Are you ready to write off CRM?

CRM is still seen as an expensive mistake by some companies, but it is not going away, writes Paul Schulz, CRM partner at Zalpha.

For many companies, CRM seems like an expensive mistake -- it's a good theory but in practice how do you actually make a multimillion-pound investment in software and database systems pay its way? More businesses are getting desperate to see a return on investment from CRM, and many have just budgeted this into their 2003 sales figures.

The good news is that every CRM system can be made to deliver a return on investment and in specific time periods. Although not all CRM/database packages are the same or equal, the differences in application and performance in modern systems are far less than the salesman would have you believe.

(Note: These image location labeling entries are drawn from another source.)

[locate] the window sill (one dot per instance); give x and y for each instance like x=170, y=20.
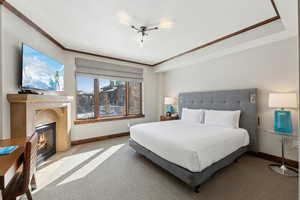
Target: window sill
x=90, y=121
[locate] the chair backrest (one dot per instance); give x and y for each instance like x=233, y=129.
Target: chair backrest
x=30, y=159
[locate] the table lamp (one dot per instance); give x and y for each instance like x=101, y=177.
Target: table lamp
x=282, y=118
x=169, y=101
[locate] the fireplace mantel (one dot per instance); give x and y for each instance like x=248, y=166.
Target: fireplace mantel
x=30, y=98
x=27, y=111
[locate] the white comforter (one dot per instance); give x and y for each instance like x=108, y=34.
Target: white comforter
x=193, y=146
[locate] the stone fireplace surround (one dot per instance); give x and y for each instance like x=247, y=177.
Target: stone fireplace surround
x=28, y=111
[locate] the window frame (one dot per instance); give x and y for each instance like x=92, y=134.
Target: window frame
x=98, y=118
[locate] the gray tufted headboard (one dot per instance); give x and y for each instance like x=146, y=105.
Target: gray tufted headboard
x=244, y=100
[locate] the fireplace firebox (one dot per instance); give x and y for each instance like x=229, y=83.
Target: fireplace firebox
x=46, y=141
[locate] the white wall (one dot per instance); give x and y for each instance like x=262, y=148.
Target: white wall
x=15, y=32
x=273, y=67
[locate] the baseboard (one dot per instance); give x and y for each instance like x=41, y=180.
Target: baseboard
x=291, y=163
x=100, y=138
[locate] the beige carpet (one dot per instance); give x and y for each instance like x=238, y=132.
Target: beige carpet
x=111, y=170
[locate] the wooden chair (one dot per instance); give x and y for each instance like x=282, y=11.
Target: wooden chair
x=19, y=185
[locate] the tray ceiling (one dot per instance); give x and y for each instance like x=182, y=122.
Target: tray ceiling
x=98, y=26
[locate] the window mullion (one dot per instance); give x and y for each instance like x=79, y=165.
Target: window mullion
x=97, y=100
x=126, y=98
x=141, y=98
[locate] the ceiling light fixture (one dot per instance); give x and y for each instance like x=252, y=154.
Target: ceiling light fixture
x=142, y=30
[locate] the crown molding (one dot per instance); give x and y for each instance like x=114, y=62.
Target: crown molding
x=56, y=42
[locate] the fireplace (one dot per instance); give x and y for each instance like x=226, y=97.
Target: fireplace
x=46, y=141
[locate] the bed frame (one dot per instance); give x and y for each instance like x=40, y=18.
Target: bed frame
x=244, y=100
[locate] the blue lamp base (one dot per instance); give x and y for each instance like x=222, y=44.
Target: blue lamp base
x=283, y=121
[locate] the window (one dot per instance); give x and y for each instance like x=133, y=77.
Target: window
x=112, y=98
x=85, y=98
x=108, y=99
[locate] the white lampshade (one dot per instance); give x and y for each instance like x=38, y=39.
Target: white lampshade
x=170, y=100
x=283, y=100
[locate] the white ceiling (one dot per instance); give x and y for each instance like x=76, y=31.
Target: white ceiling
x=94, y=25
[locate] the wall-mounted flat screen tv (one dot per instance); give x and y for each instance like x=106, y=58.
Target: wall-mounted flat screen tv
x=41, y=72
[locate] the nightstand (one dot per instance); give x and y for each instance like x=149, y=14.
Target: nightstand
x=165, y=118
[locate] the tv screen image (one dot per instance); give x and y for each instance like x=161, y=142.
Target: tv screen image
x=40, y=71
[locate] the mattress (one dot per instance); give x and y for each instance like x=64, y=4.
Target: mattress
x=193, y=146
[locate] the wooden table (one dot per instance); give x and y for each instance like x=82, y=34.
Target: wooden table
x=10, y=163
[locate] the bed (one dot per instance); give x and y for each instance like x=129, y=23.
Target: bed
x=193, y=152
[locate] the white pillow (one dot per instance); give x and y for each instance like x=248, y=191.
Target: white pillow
x=228, y=119
x=192, y=115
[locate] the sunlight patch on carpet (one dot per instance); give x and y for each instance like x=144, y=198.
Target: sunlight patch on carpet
x=92, y=165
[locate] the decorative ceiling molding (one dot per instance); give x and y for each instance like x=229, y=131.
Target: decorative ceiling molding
x=48, y=36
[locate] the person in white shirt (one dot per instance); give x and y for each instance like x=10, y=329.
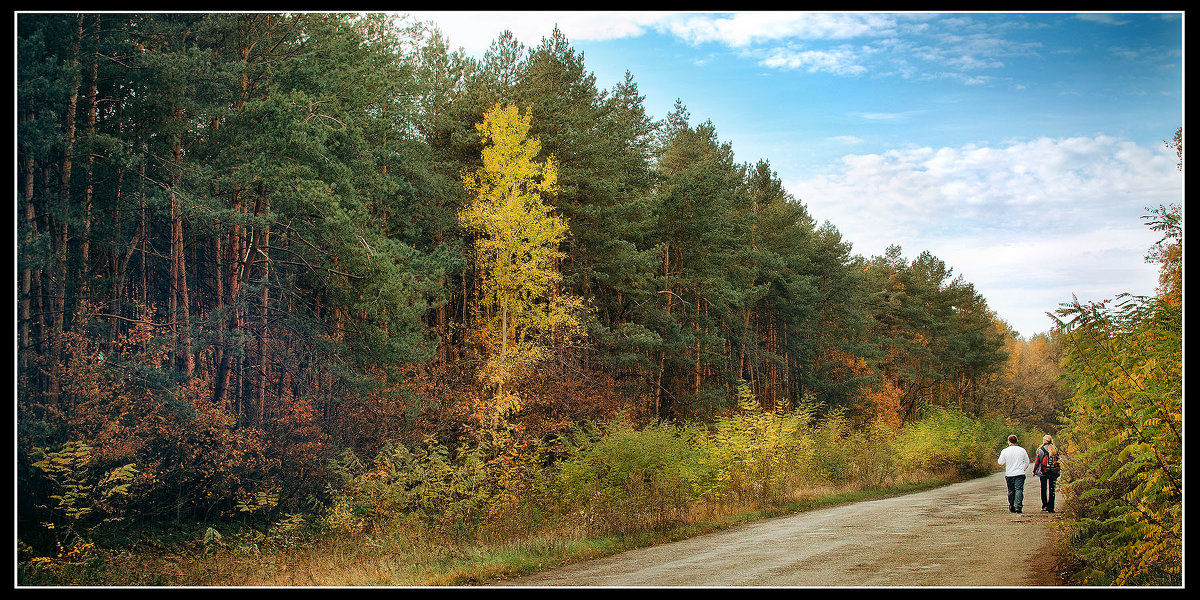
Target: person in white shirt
x=1015, y=460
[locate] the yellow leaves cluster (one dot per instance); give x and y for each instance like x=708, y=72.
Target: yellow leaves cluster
x=517, y=247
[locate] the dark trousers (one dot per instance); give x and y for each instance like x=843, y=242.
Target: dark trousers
x=1015, y=491
x=1048, y=485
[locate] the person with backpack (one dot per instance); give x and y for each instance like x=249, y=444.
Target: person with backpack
x=1015, y=460
x=1045, y=466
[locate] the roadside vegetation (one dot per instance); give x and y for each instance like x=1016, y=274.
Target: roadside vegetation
x=429, y=516
x=317, y=299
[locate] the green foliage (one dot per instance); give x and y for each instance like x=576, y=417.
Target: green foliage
x=621, y=479
x=756, y=454
x=87, y=495
x=1123, y=439
x=951, y=442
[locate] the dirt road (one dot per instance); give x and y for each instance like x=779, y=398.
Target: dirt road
x=961, y=534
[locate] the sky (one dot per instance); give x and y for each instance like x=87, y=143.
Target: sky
x=1021, y=149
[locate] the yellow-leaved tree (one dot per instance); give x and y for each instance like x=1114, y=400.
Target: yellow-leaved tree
x=522, y=313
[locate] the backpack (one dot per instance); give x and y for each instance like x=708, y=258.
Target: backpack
x=1049, y=465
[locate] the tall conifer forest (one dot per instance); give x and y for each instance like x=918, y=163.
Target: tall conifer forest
x=257, y=247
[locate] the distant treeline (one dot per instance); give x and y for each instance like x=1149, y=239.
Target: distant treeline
x=252, y=243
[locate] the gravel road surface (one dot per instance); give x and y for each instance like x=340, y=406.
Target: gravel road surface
x=958, y=535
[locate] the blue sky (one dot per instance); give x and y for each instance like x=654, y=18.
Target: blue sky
x=1019, y=148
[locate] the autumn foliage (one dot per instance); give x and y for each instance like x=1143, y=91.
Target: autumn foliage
x=305, y=268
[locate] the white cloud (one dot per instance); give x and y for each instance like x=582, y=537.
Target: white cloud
x=1029, y=223
x=837, y=60
x=748, y=28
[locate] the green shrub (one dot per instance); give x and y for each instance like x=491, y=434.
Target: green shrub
x=954, y=443
x=619, y=478
x=755, y=454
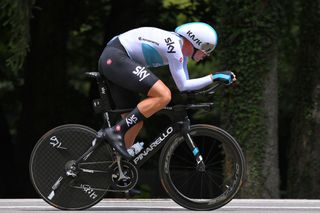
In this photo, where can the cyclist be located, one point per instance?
(125, 60)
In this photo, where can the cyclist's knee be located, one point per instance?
(162, 92)
(166, 96)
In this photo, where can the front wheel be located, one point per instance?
(202, 189)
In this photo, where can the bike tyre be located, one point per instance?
(47, 165)
(176, 149)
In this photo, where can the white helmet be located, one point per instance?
(201, 35)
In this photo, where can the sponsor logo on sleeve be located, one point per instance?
(170, 46)
(141, 72)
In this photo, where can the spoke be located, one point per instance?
(211, 149)
(187, 180)
(183, 159)
(213, 181)
(183, 167)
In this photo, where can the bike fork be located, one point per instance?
(191, 145)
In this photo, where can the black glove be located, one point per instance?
(226, 77)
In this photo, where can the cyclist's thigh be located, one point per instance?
(123, 98)
(118, 68)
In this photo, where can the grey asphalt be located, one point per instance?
(166, 205)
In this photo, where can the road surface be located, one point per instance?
(165, 205)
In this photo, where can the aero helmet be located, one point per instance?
(201, 35)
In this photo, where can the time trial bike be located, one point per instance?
(201, 166)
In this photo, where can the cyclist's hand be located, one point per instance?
(226, 77)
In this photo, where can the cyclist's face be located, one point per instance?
(199, 55)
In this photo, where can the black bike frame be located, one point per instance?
(178, 115)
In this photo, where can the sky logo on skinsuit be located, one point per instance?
(170, 46)
(141, 72)
(131, 120)
(193, 37)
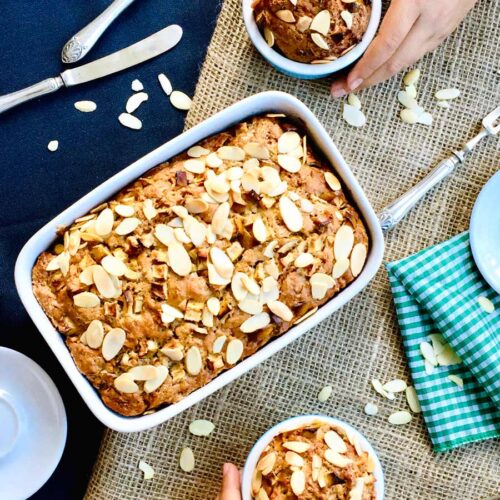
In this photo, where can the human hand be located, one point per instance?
(231, 483)
(410, 29)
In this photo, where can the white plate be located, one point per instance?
(32, 426)
(302, 421)
(266, 102)
(485, 232)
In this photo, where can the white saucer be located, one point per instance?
(485, 232)
(32, 426)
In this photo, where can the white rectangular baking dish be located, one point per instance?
(266, 102)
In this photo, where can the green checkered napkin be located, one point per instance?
(436, 291)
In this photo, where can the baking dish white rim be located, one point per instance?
(265, 102)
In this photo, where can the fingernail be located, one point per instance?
(338, 92)
(356, 83)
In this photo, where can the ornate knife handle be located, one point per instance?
(8, 101)
(78, 46)
(396, 210)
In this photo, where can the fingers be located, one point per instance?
(396, 25)
(231, 483)
(418, 42)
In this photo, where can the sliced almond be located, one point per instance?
(358, 258)
(319, 41)
(180, 100)
(335, 442)
(127, 226)
(193, 361)
(256, 150)
(165, 83)
(124, 210)
(179, 259)
(297, 446)
(213, 305)
(266, 463)
(412, 77)
(130, 121)
(218, 344)
(259, 230)
(234, 351)
(285, 15)
(125, 384)
(147, 470)
(332, 181)
(201, 427)
(340, 267)
(335, 458)
(94, 334)
(289, 163)
(222, 262)
(268, 36)
(135, 100)
(288, 142)
(290, 214)
(255, 323)
(294, 459)
(344, 240)
(142, 372)
(231, 153)
(321, 22)
(104, 222)
(412, 399)
(156, 382)
(186, 460)
(304, 260)
(353, 116)
(303, 24)
(280, 309)
(86, 300)
(347, 17)
(85, 106)
(298, 482)
(113, 343)
(400, 417)
(396, 385)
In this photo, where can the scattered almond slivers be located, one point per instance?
(146, 469)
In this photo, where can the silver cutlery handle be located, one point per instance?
(78, 46)
(396, 210)
(47, 86)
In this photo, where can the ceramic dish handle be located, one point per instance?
(396, 210)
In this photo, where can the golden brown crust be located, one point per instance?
(298, 44)
(330, 461)
(152, 289)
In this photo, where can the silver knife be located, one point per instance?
(79, 45)
(144, 50)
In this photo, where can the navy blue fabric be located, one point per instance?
(35, 184)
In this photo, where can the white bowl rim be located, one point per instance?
(299, 421)
(307, 69)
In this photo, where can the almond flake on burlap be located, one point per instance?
(360, 341)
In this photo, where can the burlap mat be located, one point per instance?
(361, 341)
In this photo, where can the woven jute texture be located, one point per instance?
(361, 341)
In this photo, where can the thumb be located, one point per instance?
(231, 483)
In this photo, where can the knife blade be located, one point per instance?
(146, 49)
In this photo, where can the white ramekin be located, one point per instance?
(266, 102)
(303, 70)
(295, 423)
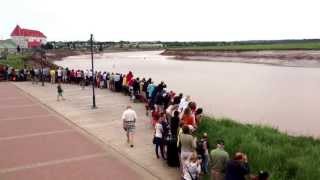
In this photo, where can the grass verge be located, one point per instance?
(254, 47)
(284, 156)
(15, 61)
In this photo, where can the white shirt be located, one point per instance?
(129, 115)
(159, 130)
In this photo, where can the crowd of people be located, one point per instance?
(174, 118)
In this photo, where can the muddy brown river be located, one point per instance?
(287, 98)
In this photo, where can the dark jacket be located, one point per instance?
(236, 170)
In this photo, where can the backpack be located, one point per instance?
(199, 148)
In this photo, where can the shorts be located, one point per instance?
(130, 126)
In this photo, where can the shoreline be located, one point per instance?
(290, 58)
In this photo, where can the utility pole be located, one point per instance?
(42, 64)
(93, 76)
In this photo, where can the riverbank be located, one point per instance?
(282, 155)
(292, 58)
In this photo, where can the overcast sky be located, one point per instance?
(166, 20)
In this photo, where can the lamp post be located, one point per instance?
(42, 62)
(93, 75)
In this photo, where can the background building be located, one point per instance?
(26, 38)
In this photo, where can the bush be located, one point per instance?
(284, 156)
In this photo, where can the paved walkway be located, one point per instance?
(37, 143)
(105, 123)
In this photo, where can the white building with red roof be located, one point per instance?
(27, 38)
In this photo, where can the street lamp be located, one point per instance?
(93, 75)
(42, 52)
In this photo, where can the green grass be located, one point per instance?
(254, 47)
(15, 61)
(285, 157)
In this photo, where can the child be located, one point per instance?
(60, 91)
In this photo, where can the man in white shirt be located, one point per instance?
(129, 118)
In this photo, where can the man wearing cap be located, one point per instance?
(219, 159)
(129, 118)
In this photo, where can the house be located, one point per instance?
(26, 38)
(7, 46)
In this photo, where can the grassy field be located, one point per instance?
(254, 47)
(15, 61)
(285, 157)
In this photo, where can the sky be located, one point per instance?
(164, 20)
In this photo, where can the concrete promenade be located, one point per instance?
(37, 143)
(104, 123)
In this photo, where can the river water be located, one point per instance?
(287, 98)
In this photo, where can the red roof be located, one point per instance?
(34, 44)
(26, 32)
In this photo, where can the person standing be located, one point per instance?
(129, 118)
(219, 159)
(53, 76)
(158, 138)
(188, 145)
(60, 91)
(238, 168)
(59, 75)
(192, 168)
(203, 152)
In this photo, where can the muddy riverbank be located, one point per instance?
(292, 58)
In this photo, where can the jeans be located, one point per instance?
(158, 142)
(205, 163)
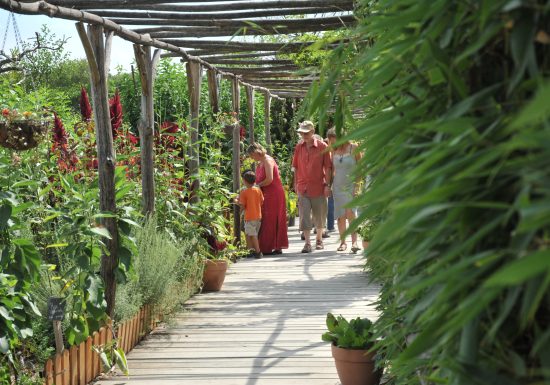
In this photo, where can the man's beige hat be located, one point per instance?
(306, 126)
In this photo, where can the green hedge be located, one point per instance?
(453, 99)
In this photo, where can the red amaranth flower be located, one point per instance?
(59, 134)
(242, 132)
(115, 109)
(85, 107)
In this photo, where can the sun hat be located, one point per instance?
(306, 126)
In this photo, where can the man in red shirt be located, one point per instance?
(312, 166)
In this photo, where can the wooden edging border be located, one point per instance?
(79, 364)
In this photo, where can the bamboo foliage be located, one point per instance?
(455, 130)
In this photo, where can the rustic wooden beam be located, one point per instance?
(217, 21)
(202, 32)
(147, 65)
(214, 90)
(284, 82)
(143, 16)
(214, 54)
(267, 123)
(236, 159)
(101, 3)
(194, 74)
(210, 31)
(82, 16)
(239, 70)
(333, 5)
(260, 75)
(105, 154)
(250, 104)
(251, 62)
(286, 95)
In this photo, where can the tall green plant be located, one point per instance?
(455, 129)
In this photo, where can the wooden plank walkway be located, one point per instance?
(263, 328)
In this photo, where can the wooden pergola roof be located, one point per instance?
(180, 28)
(174, 26)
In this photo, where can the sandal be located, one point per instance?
(342, 247)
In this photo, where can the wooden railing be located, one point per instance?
(80, 364)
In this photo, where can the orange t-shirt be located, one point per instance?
(251, 199)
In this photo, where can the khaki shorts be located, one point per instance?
(251, 228)
(312, 208)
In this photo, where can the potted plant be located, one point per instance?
(216, 262)
(291, 207)
(366, 231)
(22, 131)
(352, 344)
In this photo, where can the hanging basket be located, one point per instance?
(22, 135)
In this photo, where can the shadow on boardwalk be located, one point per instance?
(263, 328)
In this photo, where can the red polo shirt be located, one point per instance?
(310, 167)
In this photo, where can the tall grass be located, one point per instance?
(451, 105)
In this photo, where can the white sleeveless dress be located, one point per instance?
(342, 186)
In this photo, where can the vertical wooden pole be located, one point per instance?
(89, 360)
(58, 369)
(147, 70)
(194, 84)
(250, 103)
(236, 159)
(66, 367)
(82, 363)
(97, 55)
(214, 90)
(58, 335)
(73, 352)
(267, 122)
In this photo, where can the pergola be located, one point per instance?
(173, 26)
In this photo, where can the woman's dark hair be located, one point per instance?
(256, 147)
(249, 176)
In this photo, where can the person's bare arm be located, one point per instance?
(268, 165)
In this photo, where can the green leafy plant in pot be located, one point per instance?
(352, 343)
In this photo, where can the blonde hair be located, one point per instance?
(256, 148)
(309, 124)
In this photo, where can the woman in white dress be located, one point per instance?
(344, 187)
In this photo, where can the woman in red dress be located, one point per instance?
(273, 235)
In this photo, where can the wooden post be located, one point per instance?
(236, 159)
(214, 90)
(97, 53)
(147, 70)
(267, 122)
(58, 335)
(250, 102)
(194, 83)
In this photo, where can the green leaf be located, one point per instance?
(517, 272)
(102, 231)
(5, 214)
(4, 345)
(536, 111)
(120, 359)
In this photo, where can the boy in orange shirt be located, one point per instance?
(251, 199)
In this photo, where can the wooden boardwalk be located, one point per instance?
(263, 328)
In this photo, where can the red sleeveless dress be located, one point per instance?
(273, 232)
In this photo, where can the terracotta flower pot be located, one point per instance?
(214, 275)
(355, 366)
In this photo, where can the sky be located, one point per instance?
(122, 53)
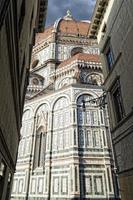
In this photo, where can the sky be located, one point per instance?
(80, 9)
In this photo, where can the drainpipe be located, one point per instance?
(30, 162)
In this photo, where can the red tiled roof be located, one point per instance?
(45, 34)
(74, 27)
(81, 56)
(66, 26)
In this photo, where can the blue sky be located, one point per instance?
(81, 9)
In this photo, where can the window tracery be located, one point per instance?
(61, 133)
(76, 50)
(41, 136)
(94, 79)
(88, 117)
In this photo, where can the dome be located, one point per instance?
(66, 25)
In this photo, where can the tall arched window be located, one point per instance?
(40, 148)
(76, 50)
(41, 136)
(88, 120)
(61, 121)
(26, 130)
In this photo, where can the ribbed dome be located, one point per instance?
(66, 25)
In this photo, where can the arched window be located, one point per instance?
(40, 148)
(61, 121)
(76, 50)
(94, 79)
(26, 130)
(41, 136)
(87, 116)
(35, 63)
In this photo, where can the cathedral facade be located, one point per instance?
(64, 151)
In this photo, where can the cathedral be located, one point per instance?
(65, 148)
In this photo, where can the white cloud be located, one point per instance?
(81, 9)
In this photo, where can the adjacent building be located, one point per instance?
(112, 24)
(65, 149)
(19, 20)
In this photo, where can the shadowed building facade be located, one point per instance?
(112, 24)
(64, 151)
(19, 20)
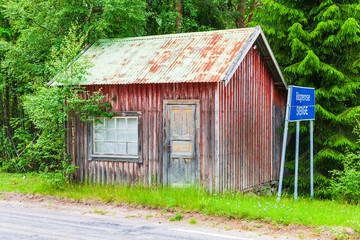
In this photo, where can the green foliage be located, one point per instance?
(49, 108)
(345, 183)
(193, 221)
(317, 45)
(37, 43)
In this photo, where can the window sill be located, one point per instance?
(115, 158)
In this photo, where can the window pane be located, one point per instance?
(99, 125)
(132, 136)
(110, 135)
(110, 123)
(132, 148)
(99, 147)
(121, 123)
(109, 147)
(132, 123)
(121, 148)
(99, 135)
(121, 136)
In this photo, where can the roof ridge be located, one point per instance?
(179, 35)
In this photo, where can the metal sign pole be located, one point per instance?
(282, 166)
(311, 158)
(296, 159)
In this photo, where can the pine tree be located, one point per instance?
(317, 44)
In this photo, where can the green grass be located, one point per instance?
(239, 206)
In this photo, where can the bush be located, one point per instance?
(345, 183)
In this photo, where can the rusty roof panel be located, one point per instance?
(175, 58)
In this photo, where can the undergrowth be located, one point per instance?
(305, 211)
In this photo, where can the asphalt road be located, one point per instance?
(31, 223)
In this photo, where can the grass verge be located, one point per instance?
(305, 211)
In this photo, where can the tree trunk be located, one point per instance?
(179, 16)
(240, 21)
(7, 108)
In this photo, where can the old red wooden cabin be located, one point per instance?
(194, 107)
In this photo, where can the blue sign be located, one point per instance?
(302, 103)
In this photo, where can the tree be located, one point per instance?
(29, 30)
(317, 45)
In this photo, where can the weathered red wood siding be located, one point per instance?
(250, 113)
(250, 118)
(148, 99)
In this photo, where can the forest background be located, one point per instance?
(316, 43)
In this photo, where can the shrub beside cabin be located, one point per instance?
(194, 107)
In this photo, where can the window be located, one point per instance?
(116, 138)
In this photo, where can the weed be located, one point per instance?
(178, 216)
(192, 221)
(310, 212)
(102, 212)
(227, 228)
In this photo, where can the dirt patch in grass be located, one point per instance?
(273, 229)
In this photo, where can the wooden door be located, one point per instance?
(181, 163)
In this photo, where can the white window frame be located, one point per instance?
(112, 156)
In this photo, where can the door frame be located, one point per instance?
(166, 152)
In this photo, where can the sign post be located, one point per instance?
(300, 106)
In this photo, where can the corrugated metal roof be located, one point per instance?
(175, 58)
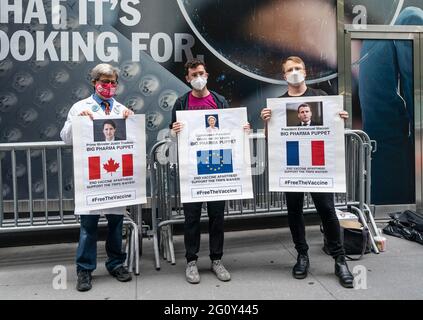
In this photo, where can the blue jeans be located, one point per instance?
(86, 255)
(386, 92)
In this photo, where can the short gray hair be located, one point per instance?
(104, 69)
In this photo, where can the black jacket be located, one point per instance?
(182, 104)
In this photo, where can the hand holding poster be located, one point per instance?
(306, 144)
(214, 155)
(109, 162)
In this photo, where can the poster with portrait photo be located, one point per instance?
(212, 122)
(109, 129)
(109, 174)
(304, 114)
(214, 164)
(306, 158)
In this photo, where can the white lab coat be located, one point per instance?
(66, 134)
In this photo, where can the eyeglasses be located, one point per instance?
(114, 82)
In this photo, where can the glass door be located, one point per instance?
(383, 95)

All the major players in the marketplace today have mature products with modules to cover the majority of the key marketing requirements. Where a product does not have a key feature, such as campaign automation, this can always be purchased as add-on from one of the specialist marketing software vendors. The interconnectivity of these packages makes this a quicker and cheaper solution than replacing the whole software system.

There are always opportunities to gain return on investment from an implemented CRM system and these fall into three main categories: the system itself, the processes it delivers and the data it holds. The system can deliver automation of marketing campaigns and the customer journey, resulting in increased sales through improved speed and reduced manpower. However, companies often fail to use the automation capability of their CRM system at all and continue to market in the old way on the new system.

Process gains can be derived from implementing business rules-based marketing programmes such as a properly designed customer activation programme. Rather than assuming a customer trying a product is automatically a loyal customer, the CRM system can build in a set of customer communications and responses, which will take them through the initial critical period and ensure they become regular, active customers rather than simply dormant ones. For example, reward cards have distributed huge volumes of free cards, many of which have never been used or have been used only once.

Research has shown that these need to be activated within a short period of take up by the consumers or they become dormant. Alternatively, processes can be put in place to swiftly manage out non-profitable customers -- in some cases these people actually lose companies money and yet still receive the same level of offers as more active ones. By introducing rules to prevent this, instant gains can be made on the bottom line.

Data is the third opportunity. There are enormous quantities of under-utilised data in any CRM system and straightforward analysis can yield dramatic changes in efficiency. Reduced mailing volumes, better media targeting, enhanced acquisition targeting and determining 'next best purchase' can all be achieved through linking up information between the CRM system and other parts of an organisation and departmental strategies. For instance, relating the addresses of customers to advertising campaigns can flag up ways to restrict media spend to those areas where it will be seen. One company recently spent its TV budget in areas that only reached 9% of its customer base until analysis of the customer base redirected their spend.

Writing off CRM will never be an option in a world where consumers have been trained to expect it. Experience has shown that those who are tempted to throw everything away and start again from scratch will inevitably find the same problems will come back to haunt them. During the next few years, successful businesses will deliver CRM as a series of small profitable steps rather than completely rethinking the entire strategy as a whole.